Und diese Einstellung, wie sie Michel Lauer stellvertretend für seine Schule darlegte, zog sich auch durch das gesamte Training. Wo es haperte, halfen die Lehrer individuell. Auch was nicht prüfungsrelevant war – Flintenschießen und Kurzwaffe – übte man dennoch bis zum sprichwörtlichen Erbrechen.

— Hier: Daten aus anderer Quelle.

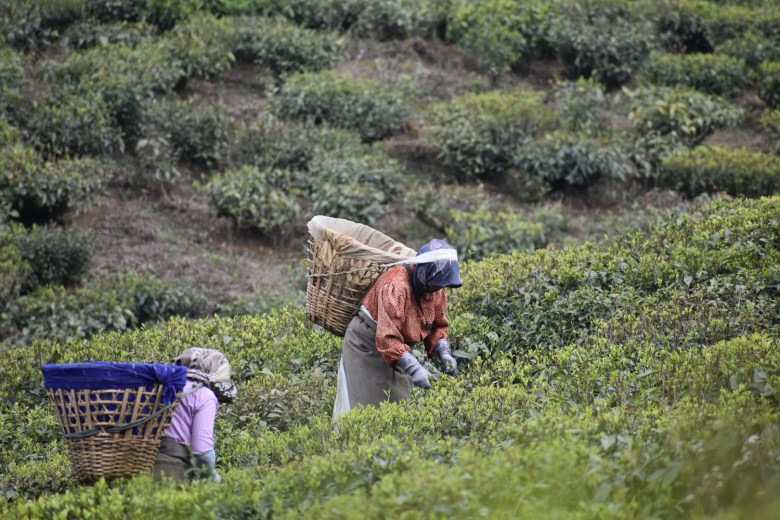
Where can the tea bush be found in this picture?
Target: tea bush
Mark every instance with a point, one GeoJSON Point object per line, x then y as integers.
{"type": "Point", "coordinates": [478, 134]}
{"type": "Point", "coordinates": [68, 123]}
{"type": "Point", "coordinates": [688, 115]}
{"type": "Point", "coordinates": [42, 191]}
{"type": "Point", "coordinates": [710, 73]}
{"type": "Point", "coordinates": [255, 198]}
{"type": "Point", "coordinates": [645, 386]}
{"type": "Point", "coordinates": [196, 132]}
{"type": "Point", "coordinates": [562, 159]}
{"type": "Point", "coordinates": [600, 42]}
{"type": "Point", "coordinates": [368, 108]}
{"type": "Point", "coordinates": [477, 235]}
{"type": "Point", "coordinates": [769, 85]}
{"type": "Point", "coordinates": [109, 304]}
{"type": "Point", "coordinates": [284, 47]}
{"type": "Point", "coordinates": [752, 47]}
{"type": "Point", "coordinates": [770, 121]}
{"type": "Point", "coordinates": [55, 256]}
{"type": "Point", "coordinates": [714, 169]}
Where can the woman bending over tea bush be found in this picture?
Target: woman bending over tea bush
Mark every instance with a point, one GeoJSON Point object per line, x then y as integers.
{"type": "Point", "coordinates": [187, 447]}
{"type": "Point", "coordinates": [406, 305]}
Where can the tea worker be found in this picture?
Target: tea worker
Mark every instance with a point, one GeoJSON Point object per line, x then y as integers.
{"type": "Point", "coordinates": [187, 447]}
{"type": "Point", "coordinates": [406, 305]}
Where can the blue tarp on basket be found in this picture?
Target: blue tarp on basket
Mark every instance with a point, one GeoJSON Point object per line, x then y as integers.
{"type": "Point", "coordinates": [100, 375]}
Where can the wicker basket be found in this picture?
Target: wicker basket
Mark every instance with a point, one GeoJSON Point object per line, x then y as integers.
{"type": "Point", "coordinates": [112, 432]}
{"type": "Point", "coordinates": [345, 259]}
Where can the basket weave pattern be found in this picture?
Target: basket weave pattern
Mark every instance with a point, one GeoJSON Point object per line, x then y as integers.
{"type": "Point", "coordinates": [106, 454]}
{"type": "Point", "coordinates": [332, 301]}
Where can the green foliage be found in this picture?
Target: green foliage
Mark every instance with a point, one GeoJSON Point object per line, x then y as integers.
{"type": "Point", "coordinates": [67, 123]}
{"type": "Point", "coordinates": [752, 47]}
{"type": "Point", "coordinates": [497, 32]}
{"type": "Point", "coordinates": [55, 256]}
{"type": "Point", "coordinates": [711, 73]}
{"type": "Point", "coordinates": [769, 86]}
{"type": "Point", "coordinates": [108, 304]}
{"type": "Point", "coordinates": [714, 169]}
{"type": "Point", "coordinates": [770, 121]}
{"type": "Point", "coordinates": [195, 131]}
{"type": "Point", "coordinates": [479, 234]}
{"type": "Point", "coordinates": [477, 134]}
{"type": "Point", "coordinates": [688, 115]}
{"type": "Point", "coordinates": [126, 78]}
{"type": "Point", "coordinates": [255, 198]}
{"type": "Point", "coordinates": [582, 105]}
{"type": "Point", "coordinates": [368, 108]}
{"type": "Point", "coordinates": [563, 159]}
{"type": "Point", "coordinates": [39, 192]}
{"type": "Point", "coordinates": [600, 42]}
{"type": "Point", "coordinates": [284, 47]}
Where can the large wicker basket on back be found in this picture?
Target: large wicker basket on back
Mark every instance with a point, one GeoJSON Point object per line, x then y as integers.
{"type": "Point", "coordinates": [112, 430]}
{"type": "Point", "coordinates": [345, 259]}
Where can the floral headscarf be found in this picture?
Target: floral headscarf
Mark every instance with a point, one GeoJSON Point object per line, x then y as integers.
{"type": "Point", "coordinates": [210, 367]}
{"type": "Point", "coordinates": [442, 273]}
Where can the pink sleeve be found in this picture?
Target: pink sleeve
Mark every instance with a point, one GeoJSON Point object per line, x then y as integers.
{"type": "Point", "coordinates": [204, 414]}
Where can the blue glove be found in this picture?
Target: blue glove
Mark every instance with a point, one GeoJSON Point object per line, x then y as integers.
{"type": "Point", "coordinates": [448, 363]}
{"type": "Point", "coordinates": [206, 464]}
{"type": "Point", "coordinates": [419, 374]}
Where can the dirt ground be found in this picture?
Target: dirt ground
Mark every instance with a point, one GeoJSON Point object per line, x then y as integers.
{"type": "Point", "coordinates": [178, 237]}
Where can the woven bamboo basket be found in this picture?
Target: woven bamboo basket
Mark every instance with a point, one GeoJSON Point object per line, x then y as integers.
{"type": "Point", "coordinates": [112, 433]}
{"type": "Point", "coordinates": [345, 259]}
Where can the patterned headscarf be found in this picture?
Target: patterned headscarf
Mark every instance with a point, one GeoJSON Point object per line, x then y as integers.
{"type": "Point", "coordinates": [210, 367]}
{"type": "Point", "coordinates": [442, 273]}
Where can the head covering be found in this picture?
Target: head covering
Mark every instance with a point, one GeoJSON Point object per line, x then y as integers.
{"type": "Point", "coordinates": [210, 367]}
{"type": "Point", "coordinates": [437, 266]}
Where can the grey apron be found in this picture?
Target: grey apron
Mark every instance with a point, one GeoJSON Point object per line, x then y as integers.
{"type": "Point", "coordinates": [364, 378]}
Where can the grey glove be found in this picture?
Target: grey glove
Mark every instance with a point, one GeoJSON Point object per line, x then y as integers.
{"type": "Point", "coordinates": [448, 363]}
{"type": "Point", "coordinates": [206, 465]}
{"type": "Point", "coordinates": [419, 374]}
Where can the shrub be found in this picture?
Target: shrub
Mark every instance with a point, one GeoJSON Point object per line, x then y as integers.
{"type": "Point", "coordinates": [284, 47]}
{"type": "Point", "coordinates": [497, 32]}
{"type": "Point", "coordinates": [69, 123]}
{"type": "Point", "coordinates": [255, 198]}
{"type": "Point", "coordinates": [355, 188]}
{"type": "Point", "coordinates": [126, 78]}
{"type": "Point", "coordinates": [109, 304]}
{"type": "Point", "coordinates": [201, 48]}
{"type": "Point", "coordinates": [752, 47]}
{"type": "Point", "coordinates": [689, 115]}
{"type": "Point", "coordinates": [710, 73]}
{"type": "Point", "coordinates": [370, 109]}
{"type": "Point", "coordinates": [477, 134]}
{"type": "Point", "coordinates": [582, 105]}
{"type": "Point", "coordinates": [769, 86]}
{"type": "Point", "coordinates": [477, 235]}
{"type": "Point", "coordinates": [770, 121]}
{"type": "Point", "coordinates": [195, 131]}
{"type": "Point", "coordinates": [40, 191]}
{"type": "Point", "coordinates": [274, 144]}
{"type": "Point", "coordinates": [86, 35]}
{"type": "Point", "coordinates": [55, 256]}
{"type": "Point", "coordinates": [708, 170]}
{"type": "Point", "coordinates": [563, 159]}
{"type": "Point", "coordinates": [600, 43]}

So mancher hatte dann seine Probleme mit den Disziplinen wie dem Kipphasen oder dem Laufenden Keiler. Aber selbst diejenigen, die schier am Verzweifeln waren, die beruhigten die Ausbilder und nahmen sich die entsprechende Zeit, um die Fehler zu erkennen und diese zu korrigieren. Denn mit einmal praktischem Schießen war es ja nicht getan. An mehreren Terminen auf unterschiedlichen Ständen bei mitunter widrigen Bedingungen schossen und lernten die Schüler. Stillstand gab es dabei zu keiner Minute. Wer nicht schoss, musste zur Waffenhandhabung, wobei hier auch das Verstehen ein Schwerpunkt war. Der angehende Jäger sollte verstehen, warum etwa die Sicherung so funktioniert oder welchen Zweck die Günstigste-Einschieß-Entfernung GEE beim jagdlichen Schießen hat.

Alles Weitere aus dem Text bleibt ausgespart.